Strange, he thought. He feels no connection between that person, a thief, and himself. He smiles though, warmed that his action, this other person that was him, had been valuable to his friends. He is glad he took those risks. Now he didn't have a choice; the risk was a condition of his living, likely as a consequence of this past life. The symbols burned bright in his brain as the ancient printer shot a ream of paper from its perch by the wall.
"Here we go," Darling says pointing at some tiny digits on the screen.
"What is it?" Holm squints but succeeds only in blurring the pixels on the screen.
"Well, another file, this one called "bblind.vyd", it's encrypted but . . ." A moment passes before Darling continues, "That's a street name. I can't open it but I'm sure it's a map. Billy Blind Street is in southwest sector four." This last bit she says quietly, as if trying to keep it to herself.
"So?" Tad is confused, to say nothing of Holm who folds the other file in his hands as it spews out unevenly shrugging in ignorance at Darling's discovery. But the information has some significance and her breath sharpens. She folds her fingers together and cracks her knuckles in a quick snap.
"I have to leave you now. Things are converging quickly." Her voice confirms the shift of attitude, of the need for haste.
"What about these papers?" he pleads.
"I'll take them with me, read them over on the way to the greenhouse." She is already pulling the ream of half-folded, half-crumpled papers from his arms before he can react.
"Hold on-" Tad says, holding her hands out as if to block the agent.
"I'll call you when we can meet."
"But what do we do now?" She twists away as Darling speeds to the door. Darling hesitates but she implacably refuses to turn to face them. The two thin men cease clacking away on their boards and look up at them as if the interlopers had just arrived.
"Tad." He approaches her and puts his hand on her shoulder.
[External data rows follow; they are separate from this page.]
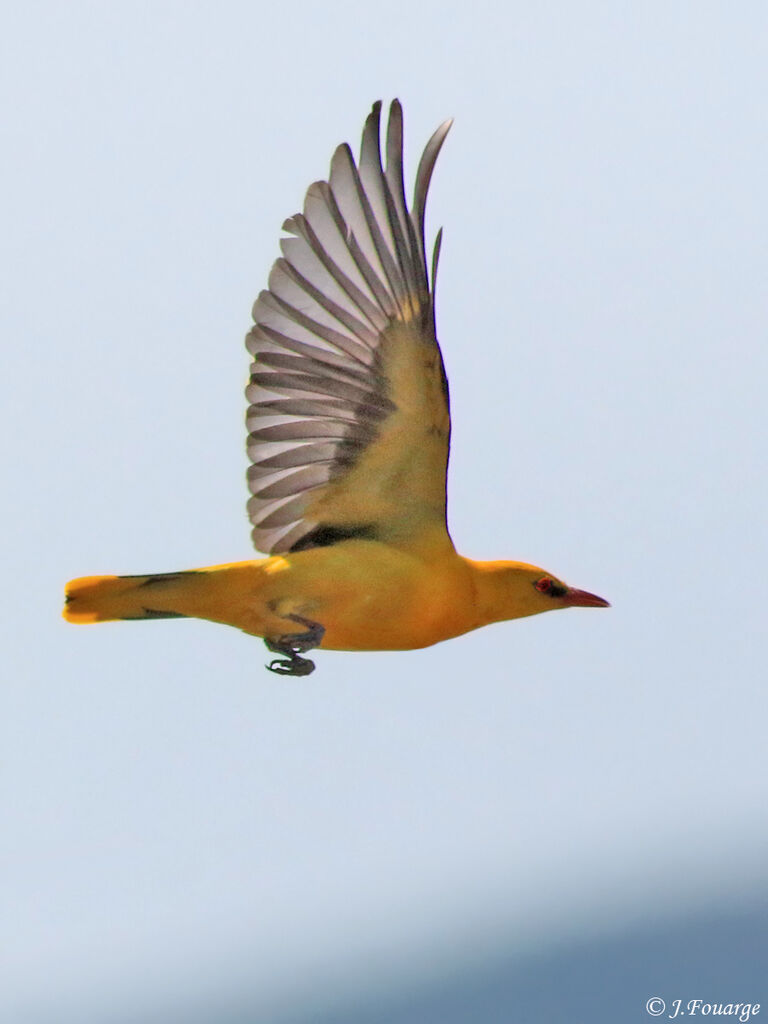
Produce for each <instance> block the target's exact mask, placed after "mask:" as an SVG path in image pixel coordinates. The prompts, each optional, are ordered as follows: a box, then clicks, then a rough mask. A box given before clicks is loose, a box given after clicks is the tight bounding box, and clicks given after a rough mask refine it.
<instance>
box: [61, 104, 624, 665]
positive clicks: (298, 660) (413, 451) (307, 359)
mask: <svg viewBox="0 0 768 1024" xmlns="http://www.w3.org/2000/svg"><path fill="white" fill-rule="evenodd" d="M380 116H381V103H380V102H377V103H375V104H374V106H373V110H372V111H371V114H370V115H369V117H368V119H367V121H366V124H365V128H364V131H362V143H361V147H360V156H359V160H358V161H357V163H356V164H355V161H354V158H353V156H352V152H351V150H350V147H349V146H348V145H346V144H343V145H340V146H339V147H338V148H337V150H336V152H335V153H334V156H333V159H332V161H331V172H330V174H329V177H328V180H327V181H315V182H314V184H312V185H310V186H309V189H308V190H307V194H306V198H305V200H304V208H303V212H302V213H297V214H295V215H294V216H293V217H290V218H289V219H288V220H286V221H285V223H284V225H283V229H284V231H285V232H286V233H287V236H288V237H287V238H284V239H283V240H282V241H281V249H282V252H283V255H282V256H281V258H280V259H278V260H276V261H275V263H274V265H273V266H272V269H271V272H270V274H269V281H268V288H267V289H266V290H265V291H263V292H261V293H260V295H259V296H258V298H257V299H256V302H255V304H254V307H253V319H254V327H253V328H252V329H251V331H250V333H249V334H248V336H247V339H246V344H247V347H248V351H249V352H250V353H251V355H252V356H253V362H252V365H251V375H250V383H249V384H248V387H247V389H246V397H247V399H248V402H249V406H248V413H247V426H248V431H249V433H248V455H249V458H250V461H251V465H250V467H249V469H248V485H249V488H250V492H251V498H250V501H249V502H248V514H249V517H250V520H251V523H252V524H253V530H252V538H253V543H254V546H255V547H256V549H257V551H261V552H264V553H265V555H266V557H263V558H257V559H255V560H251V561H245V562H234V563H231V564H226V565H214V566H210V567H208V568H202V569H193V570H190V571H184V572H164V573H161V574H155V575H119V577H115V575H112V577H85V578H82V579H79V580H73V581H72V582H71V583H70V584H69V585H68V586H67V603H66V606H65V611H63V615H65V618H67V620H68V621H69V622H71V623H97V622H108V621H114V620H137V618H176V617H184V616H194V617H198V618H207V620H210V621H212V622H216V623H223V624H225V625H228V626H236V627H238V628H239V629H241V630H243V631H245V632H246V633H250V634H253V635H254V636H257V637H262V638H263V639H264V643H265V644H266V646H267V648H268V650H269V651H270V652H271V653H273V654H275V655H276V656H275V657H274V658H272V659H271V660H270V663H269V665H268V666H267V668H268V669H270V670H271V671H272V672H275V673H280V674H282V675H287V676H305V675H308V674H309V673H310V672H312V670H313V669H314V664H313V663H312V662H311V660H310V659H309V658H308V657H305V656H304V655H305V654H306V652H307V651H308V650H310V649H312V648H315V647H319V648H325V649H329V650H348V651H355V650H357V651H360V650H371V651H372V650H408V649H414V648H418V647H427V646H429V645H430V644H434V643H438V642H439V641H442V640H447V639H450V638H452V637H456V636H459V635H461V634H463V633H467V632H469V631H470V630H475V629H478V628H479V627H481V626H486V625H488V624H489V623H496V622H501V621H506V620H511V618H520V617H522V616H524V615H534V614H538V613H539V612H542V611H552V610H554V609H555V608H569V607H574V606H585V607H606V606H607V604H608V602H607V601H604V600H603V599H602V598H600V597H597V596H595V595H594V594H589V593H587V592H586V591H583V590H575V589H574V588H572V587H569V586H568V585H567V584H565V583H563V582H562V581H561V580H559V579H557V578H556V577H555V575H553V574H552V573H551V572H547V571H546V570H545V569H542V568H538V567H537V566H535V565H529V564H526V563H524V562H514V561H493V562H482V561H473V560H472V559H470V558H465V557H464V556H463V555H460V554H458V552H457V551H456V549H455V547H454V544H453V542H452V540H451V535H450V534H449V529H447V523H446V518H445V474H446V469H447V460H449V447H450V440H451V418H450V411H449V386H447V378H446V376H445V370H444V367H443V362H442V356H441V353H440V348H439V345H438V344H437V337H436V333H435V308H434V295H435V275H436V271H437V258H438V255H439V250H440V239H441V231H440V232H438V234H437V237H436V240H435V244H434V247H433V250H432V253H431V259H428V254H427V247H426V240H425V233H424V212H425V207H426V201H427V190H428V188H429V183H430V179H431V177H432V171H433V169H434V165H435V161H436V159H437V155H438V154H439V152H440V147H441V146H442V143H443V141H444V139H445V136H446V134H447V132H449V129H450V128H451V125H452V122H451V121H445V122H444V123H443V124H442V125H440V127H439V128H438V129H437V130H436V131H435V133H434V134H433V135H432V137H431V138H430V140H429V142H428V143H427V145H426V148H425V150H424V153H423V155H422V158H421V161H420V163H419V167H418V170H417V173H416V183H415V187H414V197H413V202H412V204H411V207H410V208H409V206H408V203H407V200H406V191H404V184H403V173H402V110H401V106H400V103H399V102H398V101H397V100H394V101H393V102H392V104H391V106H390V110H389V120H388V124H387V129H386V138H385V145H384V150H385V153H384V160H382V153H381V141H380Z"/></svg>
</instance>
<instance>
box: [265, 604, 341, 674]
mask: <svg viewBox="0 0 768 1024" xmlns="http://www.w3.org/2000/svg"><path fill="white" fill-rule="evenodd" d="M286 618H291V620H292V621H293V622H294V623H298V624H299V625H300V626H305V627H306V630H305V631H304V632H303V633H284V634H283V636H280V637H278V639H276V640H271V639H269V638H268V637H264V643H265V644H266V648H267V650H270V651H272V653H273V654H285V655H286V656H285V657H275V658H273V659H272V660H271V662H270V663H269V665H267V666H266V668H267V669H269V671H270V672H276V673H278V675H279V676H308V675H309V674H310V672H314V662H310V659H309V658H308V657H301V656H300V655H301V654H303V653H304V652H305V651H307V650H311V648H312V647H318V646H319V644H321V643H322V641H323V637H324V636H325V633H326V628H325V626H321V624H319V623H313V622H312V621H311V620H310V618H302V616H301V615H286Z"/></svg>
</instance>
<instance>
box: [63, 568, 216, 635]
mask: <svg viewBox="0 0 768 1024" xmlns="http://www.w3.org/2000/svg"><path fill="white" fill-rule="evenodd" d="M197 574H198V573H195V572H162V573H160V574H158V575H143V577H142V575H126V577H81V578H80V579H79V580H71V581H70V583H68V584H67V588H66V590H65V594H66V602H67V603H66V604H65V608H63V617H65V618H66V620H67V622H68V623H79V624H82V623H109V622H115V621H116V620H121V618H184V617H185V613H184V612H182V611H177V610H175V609H174V607H173V604H174V600H173V592H174V590H175V591H176V592H177V593H178V586H174V585H177V584H178V582H179V581H180V580H181V579H182V578H186V577H189V575H197Z"/></svg>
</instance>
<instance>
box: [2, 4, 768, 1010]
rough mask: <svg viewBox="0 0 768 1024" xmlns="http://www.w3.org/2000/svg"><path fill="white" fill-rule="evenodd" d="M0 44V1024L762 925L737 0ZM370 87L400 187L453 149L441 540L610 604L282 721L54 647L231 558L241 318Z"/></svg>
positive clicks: (122, 663)
mask: <svg viewBox="0 0 768 1024" xmlns="http://www.w3.org/2000/svg"><path fill="white" fill-rule="evenodd" d="M0 50H1V52H0V76H1V77H2V90H1V94H2V95H3V96H4V100H3V105H4V112H3V120H2V132H3V153H4V154H5V158H4V160H3V166H2V169H0V176H1V178H2V185H3V187H2V203H3V206H4V210H3V218H2V220H3V225H4V226H3V238H4V243H5V245H4V246H3V249H4V255H3V267H2V283H3V287H2V290H1V293H2V300H1V301H2V337H3V353H4V381H5V392H6V395H5V400H4V401H3V403H2V414H3V417H4V420H5V422H4V424H3V433H2V436H3V455H4V462H5V478H6V480H7V481H8V482H7V485H6V498H5V502H4V505H3V511H2V524H3V534H4V537H5V538H6V541H7V546H6V549H5V551H4V555H3V565H4V573H5V585H4V587H3V597H2V600H3V610H2V624H3V628H4V632H5V633H6V637H5V639H4V642H3V650H4V652H5V658H4V665H5V671H4V674H3V675H4V682H3V686H2V688H1V689H0V692H1V693H2V698H1V699H2V713H1V721H2V727H1V728H2V733H1V734H0V738H1V743H2V745H1V746H0V772H1V782H0V784H1V785H2V790H1V791H0V798H1V800H2V810H1V815H2V824H1V831H2V836H3V838H2V840H1V841H0V850H1V853H0V856H1V857H2V871H1V873H0V878H1V879H2V882H1V883H0V885H2V889H3V894H2V899H3V904H4V907H5V908H4V909H3V911H2V914H0V941H2V944H3V952H2V957H3V959H4V961H5V965H6V966H5V968H4V974H5V977H6V979H10V982H9V984H6V985H5V986H4V987H5V993H4V995H3V996H0V1000H2V999H6V1000H7V1001H8V1007H7V1008H6V1009H7V1012H10V1013H11V1014H12V1015H14V1016H12V1017H11V1019H13V1020H18V1021H25V1022H30V1024H48V1022H51V1024H53V1022H55V1024H59V1022H61V1021H66V1020H76V1021H78V1022H79V1024H85V1022H87V1024H90V1022H91V1021H101V1020H105V1019H106V1017H105V1008H109V1007H111V1006H115V1005H117V1004H122V1005H124V1006H126V1007H127V1008H128V1009H129V1010H131V1008H134V1010H135V1013H136V1014H137V1015H138V1017H140V1019H142V1020H146V1019H150V1015H151V1012H153V1011H157V1008H158V1007H161V1006H162V1007H166V1008H174V1007H175V1008H179V1007H184V1006H187V1005H191V1004H194V1002H196V1001H200V1000H203V1001H205V1000H206V999H208V1000H213V1001H214V1002H215V999H216V993H220V992H226V993H227V994H228V995H231V993H232V992H234V993H237V992H238V991H240V990H241V989H242V990H243V991H245V990H247V991H248V992H249V993H250V994H249V998H250V999H252V1000H253V1006H254V1007H256V1006H258V1007H261V1008H262V1010H261V1011H259V1012H260V1013H263V1014H264V1015H265V1016H264V1017H263V1018H262V1019H270V1017H274V1015H275V1014H276V1012H278V1011H276V1009H274V1008H276V1007H279V1006H281V1007H283V1006H285V1007H289V1008H291V1007H294V1008H295V1009H297V1010H298V1009H301V1004H302V999H303V998H304V996H305V994H306V993H310V994H309V995H308V999H309V1002H308V1005H309V1006H311V1005H312V1000H313V999H315V998H316V997H317V992H323V993H325V995H324V997H326V996H328V997H329V998H330V997H332V996H333V995H334V993H343V992H344V991H347V990H350V989H351V990H356V991H360V992H365V991H367V990H369V988H370V990H372V991H375V990H377V986H378V988H381V987H382V986H386V987H388V988H389V989H392V988H393V987H394V988H396V986H397V985H401V984H402V985H404V984H406V983H407V980H408V978H410V977H412V978H413V977H426V976H430V977H432V976H439V974H440V972H441V971H444V970H447V967H446V966H450V965H464V966H466V965H467V964H472V963H479V962H481V961H482V959H483V957H484V956H485V954H486V951H488V952H487V955H490V952H489V951H493V949H494V948H495V943H497V941H500V939H499V937H500V936H503V937H504V942H505V944H506V945H505V948H510V949H512V950H513V952H514V951H515V950H516V951H517V953H519V955H520V956H523V957H524V956H526V955H530V954H531V952H532V951H536V950H544V951H546V950H550V949H553V948H559V945H561V944H562V943H563V942H566V941H568V940H569V939H578V940H579V941H582V940H583V939H584V938H585V937H586V936H598V937H599V936H600V935H603V934H608V933H609V932H610V934H615V933H616V932H621V931H622V930H623V929H624V930H630V929H632V928H635V927H639V926H641V925H642V926H643V927H644V926H645V925H648V924H649V923H651V924H656V925H657V924H658V923H659V922H664V921H667V920H668V919H670V920H677V919H678V918H680V916H681V915H683V916H684V915H686V914H695V913H699V912H700V913H705V912H710V911H713V912H714V911H716V910H717V909H718V907H724V906H727V905H729V904H732V903H734V902H735V903H736V904H737V905H744V906H750V905H754V904H755V903H756V901H759V900H763V899H765V894H766V892H768V870H767V869H766V866H765V865H766V854H767V853H768V826H767V824H766V812H765V808H766V806H767V801H766V797H767V796H768V794H767V790H768V782H767V779H768V756H767V755H766V741H765V730H766V718H767V717H768V697H766V688H765V678H764V677H765V670H764V666H765V657H766V650H765V647H766V645H765V639H764V634H765V606H764V595H763V585H764V580H765V578H766V556H767V555H768V530H767V527H766V521H767V517H766V504H767V503H766V485H765V465H766V430H765V408H764V407H765V381H766V371H768V357H767V355H766V351H767V346H766V298H765V295H766V280H767V276H768V246H767V245H766V238H768V223H767V221H768V216H767V209H768V208H767V205H766V196H765V191H766V185H765V182H766V165H767V159H766V158H768V135H767V133H766V119H765V97H766V95H768V9H767V8H766V7H765V5H763V4H759V3H742V4H738V5H725V4H719V3H693V2H688V3H654V2H651V3H645V4H634V5H630V4H607V3H599V2H589V3H581V4H569V3H564V2H560V3H537V4H516V3H513V4H510V5H508V6H507V8H506V9H505V10H504V12H503V13H502V12H500V10H499V5H498V4H489V3H473V4H470V5H464V4H462V5H451V4H437V3H424V4H404V3H399V2H393V3H389V4H387V5H386V6H384V7H381V6H379V7H365V6H361V5H359V4H357V3H355V4H353V3H338V2H333V0H331V2H330V3H328V4H324V5H314V4H308V3H303V2H298V3H294V4H291V5H275V6H274V7H273V9H269V10H267V9H264V8H262V7H260V6H258V5H255V4H243V3H230V2H223V3H217V4H208V3H196V4H181V3H160V4H150V3H143V4H141V3H138V4H135V3H132V4H127V3H114V4H110V5H103V4H98V3H78V2H76V3H73V4H54V3H31V4H27V5H25V6H24V9H22V8H20V7H17V8H16V9H15V10H13V11H12V12H10V13H6V19H5V24H4V29H3V38H2V41H1V42H0ZM393 95H397V96H399V97H400V99H401V100H402V102H403V106H404V113H406V133H407V134H406V144H407V154H406V155H407V163H408V166H409V168H410V170H409V179H410V180H412V179H413V173H414V170H415V163H416V160H417V158H418V155H419V153H420V152H421V147H422V145H423V144H424V142H425V141H426V139H427V138H428V136H429V134H430V132H431V131H432V130H433V129H434V128H435V127H436V126H437V125H438V124H439V123H440V122H441V121H442V120H443V119H444V118H446V117H449V116H453V117H455V118H456V124H455V126H454V128H453V130H452V132H451V135H450V137H449V139H447V142H446V144H445V146H444V148H443V152H442V154H441V156H440V159H439V162H438V165H437V169H436V172H435V178H434V183H433V187H432V190H431V195H430V204H429V211H428V212H429V221H430V223H431V224H432V229H433V230H434V229H436V228H437V227H438V226H439V225H443V226H444V230H445V234H444V240H443V248H442V256H441V264H440V274H439V280H438V300H437V325H438V335H439V338H440V341H441V344H442V348H443V354H444V358H445V362H446V367H447V372H449V377H450V381H451V387H452V397H453V417H454V446H453V456H452V465H451V476H450V521H451V525H452V530H453V536H454V539H455V541H456V543H457V546H458V547H459V549H460V550H461V551H463V552H464V553H466V554H468V555H471V556H474V557H479V558H483V557H487V558H493V557H507V558H518V559H521V560H526V561H534V562H536V563H538V564H541V565H543V566H546V567H547V568H548V569H550V570H552V571H554V572H556V573H557V574H558V575H561V577H562V578H564V579H565V580H567V581H568V582H569V583H571V584H573V585H575V586H579V587H583V588H585V589H588V590H592V591H595V592H596V593H599V594H602V595H604V596H605V597H606V598H608V599H609V600H610V601H611V602H612V604H613V607H612V609H611V610H610V611H600V612H599V613H598V612H596V611H591V610H573V611H568V612H567V613H561V614H557V615H543V616H539V617H537V618H531V620H525V621H522V622H518V623H511V624H505V625H500V626H496V627H493V628H490V629H487V630H485V631H483V632H478V633H475V634H471V635H469V636H466V637H463V638H461V639H459V640H455V641H452V642H450V643H446V644H443V645H441V646H438V647H435V648H432V649H429V650H425V651H419V652H414V653H396V654H392V653H389V654H356V655H353V654H340V653H321V654H319V655H318V656H317V659H316V660H317V665H318V671H317V673H316V674H315V675H314V676H313V677H312V678H311V679H309V680H300V681H285V680H280V679H276V678H274V677H272V676H270V675H269V674H267V673H266V672H265V671H264V670H263V664H264V662H265V659H266V653H265V651H264V648H263V645H262V644H261V643H260V642H259V641H257V640H254V639H253V638H250V637H246V636H245V635H242V634H240V633H238V632H236V631H233V630H227V629H225V628H222V627H215V626H212V625H210V624H203V623H196V622H191V621H190V622H179V623H146V624H135V625H133V624H116V625H111V626H104V627H100V628H92V629H75V628H73V627H69V626H67V625H66V624H65V623H63V622H61V620H60V618H59V609H60V602H61V594H62V587H63V584H65V582H66V581H67V580H68V579H70V578H71V577H75V575H81V574H85V573H90V572H94V573H95V572H144V571H146V572H150V571H163V570H174V569H180V568H190V567H195V566H200V565H205V564H213V563H217V562H222V561H231V560H238V559H242V558H248V557H251V555H252V550H251V549H250V547H249V525H248V522H247V518H246V514H245V501H246V497H247V493H246V485H245V477H244V474H245V469H246V458H245V454H244V427H243V417H244V412H245V402H244V398H243V394H242V389H243V384H244V381H245V378H246V374H247V368H248V358H247V355H246V352H245V348H244V345H243V336H244V334H245V332H246V330H247V329H248V326H249V313H250V306H251V303H252V301H253V299H254V298H255V296H256V294H257V293H258V291H259V290H260V289H261V288H262V287H264V285H265V282H266V275H267V272H268V268H269V266H270V264H271V261H272V260H273V259H274V257H275V256H276V255H278V240H279V237H280V227H281V224H282V222H283V220H284V218H285V217H287V216H289V215H290V214H292V213H294V212H296V211H297V210H298V209H300V206H301V202H302V198H303V194H304V189H305V188H306V186H307V185H308V184H309V182H310V181H312V180H314V179H315V178H318V177H321V176H325V175H326V173H327V171H328V165H329V161H330V157H331V154H332V152H333V148H334V147H335V145H336V144H337V143H338V142H340V141H342V140H345V139H346V140H349V141H350V142H351V143H352V144H353V146H354V148H355V150H356V147H357V145H358V139H359V131H360V128H361V125H362V121H364V119H365V116H366V115H367V113H368V111H369V109H370V104H371V102H372V101H373V100H374V99H377V98H382V99H384V100H385V101H387V100H389V99H390V98H391V97H392V96H393ZM41 979H44V981H43V980H41ZM758 980H759V979H756V982H755V984H756V985H757V984H758ZM761 983H762V981H761ZM329 993H330V994H329ZM647 994H648V995H649V996H650V995H652V994H654V993H653V992H652V991H650V990H649V991H648V993H647ZM694 994H695V993H694ZM750 994H751V993H739V992H734V993H733V997H734V998H736V997H741V996H742V995H743V996H744V997H746V996H748V995H750ZM762 995H763V996H764V997H765V1001H766V1002H767V1004H768V990H765V988H764V991H763V992H762ZM265 1007H271V1008H272V1009H271V1010H269V1011H267V1010H264V1009H263V1008H265ZM631 1009H632V1012H633V1013H634V1012H635V1011H636V1009H637V1008H636V1006H635V1005H634V1004H633V1006H632V1008H631ZM179 1012H181V1011H179ZM138 1017H136V1018H134V1019H138ZM166 1019H168V1018H166ZM510 1019H513V1018H512V1017H510ZM595 1019H597V1018H595ZM608 1019H611V1020H614V1019H622V1020H624V1019H627V1020H629V1019H634V1017H633V1018H631V1017H629V1016H628V1015H624V1016H623V1015H622V1013H621V1012H618V1015H617V1016H613V1017H610V1018H608ZM638 1019H640V1018H639V1017H638Z"/></svg>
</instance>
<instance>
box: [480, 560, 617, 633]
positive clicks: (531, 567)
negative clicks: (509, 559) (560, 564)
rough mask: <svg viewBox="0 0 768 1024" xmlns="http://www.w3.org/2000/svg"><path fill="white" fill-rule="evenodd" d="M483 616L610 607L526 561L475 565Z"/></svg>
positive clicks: (509, 615)
mask: <svg viewBox="0 0 768 1024" xmlns="http://www.w3.org/2000/svg"><path fill="white" fill-rule="evenodd" d="M473 565H474V567H475V570H476V575H475V579H476V581H477V585H478V586H477V592H478V597H479V602H478V603H479V607H480V612H481V616H482V618H483V620H484V621H485V622H499V621H503V620H508V618H522V617H523V616H525V615H538V614H539V613H540V612H542V611H554V610H555V609H556V608H608V607H610V605H609V603H608V602H607V601H606V600H604V599H603V598H602V597H598V596H597V595H596V594H590V593H589V592H588V591H586V590H578V589H577V588H575V587H569V586H568V585H567V584H566V583H563V582H562V580H558V579H557V577H555V575H553V574H552V573H551V572H547V570H546V569H542V568H539V566H537V565H528V564H526V563H525V562H474V563H473Z"/></svg>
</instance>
She shrugs it away.
"No, I won't be kept in the dark!" Her neck tenses as she fights back tears. When he speaks it is with a quiet severity that is new to him:
"She knows what she's doing. We can take care of ourselves."
"Ha."
Darling opens the door and finally looks at them. She is smiling but he can't tell if it's forced or not. She says, "Head for Billy Blind Street," and as the door closes behind her she stuffs the file between her body and her blazer, steals a glance down the street, and is gone.